Kelowna woman thought it was a tax scam — it wasn’t
The Canada Revenue Agency tax scam has been around for years.
It’s been widely advertised in the news — scammers claiming to be from the CRA, only to milk the victim’s bank account once they get their personal information.
Stacey Hubbard of Kelowna, who admits she’s behind with her taxes because of health reasons, recently received a phone call from someone claiming to be from the CRA. She says she couldn’t believe what she was hearing.
“When I got the phone call, they (the CRA) were being really aggressive, saying I needed to borrow money from my family. When I said I had been in the hospital, they said: ‘Well, if you were in the hospital, then obviously (you) had help financially there so you should be able to ask them.’ They asked me to go to the bank and get a loan. They were just unbelievably aggressive,” Hubbard said.

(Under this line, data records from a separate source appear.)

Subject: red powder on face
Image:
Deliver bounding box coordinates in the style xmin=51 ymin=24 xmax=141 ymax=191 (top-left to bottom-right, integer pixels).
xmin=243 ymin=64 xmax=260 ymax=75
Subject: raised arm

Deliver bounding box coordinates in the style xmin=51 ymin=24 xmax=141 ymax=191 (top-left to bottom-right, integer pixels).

Knowing that the CRA scam was making the rounds, Hubbard asked for proof — she wanted to see it in print.
Shortly after, she got a letter from the CRA, but she says it didn’t look right so she took the letter to the CRA in person.

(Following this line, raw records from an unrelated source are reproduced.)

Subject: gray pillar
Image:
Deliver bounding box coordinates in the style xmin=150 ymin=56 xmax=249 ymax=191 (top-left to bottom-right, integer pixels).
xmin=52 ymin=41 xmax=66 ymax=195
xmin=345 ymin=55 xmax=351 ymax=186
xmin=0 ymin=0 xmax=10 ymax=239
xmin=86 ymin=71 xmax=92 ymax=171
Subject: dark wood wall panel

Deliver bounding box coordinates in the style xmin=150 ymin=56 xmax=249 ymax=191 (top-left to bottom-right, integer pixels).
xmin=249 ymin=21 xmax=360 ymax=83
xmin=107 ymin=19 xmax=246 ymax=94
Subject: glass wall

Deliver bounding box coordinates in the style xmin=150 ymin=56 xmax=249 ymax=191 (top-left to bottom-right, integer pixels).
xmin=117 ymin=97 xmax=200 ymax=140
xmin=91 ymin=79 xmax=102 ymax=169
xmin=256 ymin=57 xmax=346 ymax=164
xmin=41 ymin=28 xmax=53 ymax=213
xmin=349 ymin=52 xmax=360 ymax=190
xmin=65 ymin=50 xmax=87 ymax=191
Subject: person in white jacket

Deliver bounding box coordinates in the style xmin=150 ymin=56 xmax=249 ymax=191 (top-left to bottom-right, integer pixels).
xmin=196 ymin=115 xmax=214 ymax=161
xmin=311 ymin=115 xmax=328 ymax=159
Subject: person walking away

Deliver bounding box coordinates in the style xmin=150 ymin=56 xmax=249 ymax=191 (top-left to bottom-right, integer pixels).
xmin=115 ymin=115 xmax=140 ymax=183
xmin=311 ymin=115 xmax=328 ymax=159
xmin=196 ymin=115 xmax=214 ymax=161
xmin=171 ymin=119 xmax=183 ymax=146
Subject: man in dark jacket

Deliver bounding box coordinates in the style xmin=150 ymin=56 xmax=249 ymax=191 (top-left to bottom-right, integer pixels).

“I went down to the office, and they looked at the letters and said: ‘No, this is a scam. The address is wrong, the numbers are wrong, the letterhead is crooked.'”
Convinced she was dealing with a scam, Hubbard filed a complaint with the Kelowna RCMP. She says the RCMP told her that what she was dealing with was, in fact, a CRA scam.
But she soon found out the phone call she had received from someone claiming to be from the CRA was legitimate, as her bank accounts were frozen.
“When I called the CRA, I thought I was calling to say: ‘Hey, the scammers have one step further, now they’ve frozen my account,’ just for them to now tell me, ‘Oh, no. Those letters weren’t a scam,'” Hubbard said.
The CRA couldn’t comment on Hubbard’s file because of privacy reasons.
Meanwhile, Hubbard says she remains in tax limbo with no access to her money and says the whole situation could have been avoided had she received the right information from the CRA and the RCMP.
“I feel like I just keep shaking myself because I just don’t think this can be true,” she said.
How to tell the difference
So ubiquitous are these scam attempts that legitimate CRA agents are finding it increasingly difficult to reach scam-wary Canadians who hang up on them and refuse to return their calls.
In a bid to help Canadians differentiate cheaters from credible callers, the CRA has now published a checklist outlining the reasons for which it may contact you, as well as red flags pointing to a scam call.
Reasons why the CRA may contact you by phone
- To verify your identity by asking for personal information such as your name, date of birth, address, account or social insurance number
- To ask for details about your account
- To initiate an audit process
Things the CRA will never do on the phone
- Use aggressive language or threaten to arrest you
- Leave threatening voicemails
- Demand immediate payment by Interac e-transfer, bitcoin, prepaid credit cards and gift cards from the likes of iTunes and Amazon.
- Ask for information about your passport, health card or driver’s license
The CRA does, indeed, call Canadians who owe tax to the government. An officer may also call you if you didn’t file your income tax or benefit return or if authorities want to follow up on your tax and benefit documents.
But the CRA says they don’t use aggressive language or threaten to throw you in jail if you don’t pay up ASAP in bitcoin or iTunes gift cards.
Canadians have the right to ask CRA agents for their name, phone number and office location and tell agents that they’d like to verify their identity before proceeding with the call.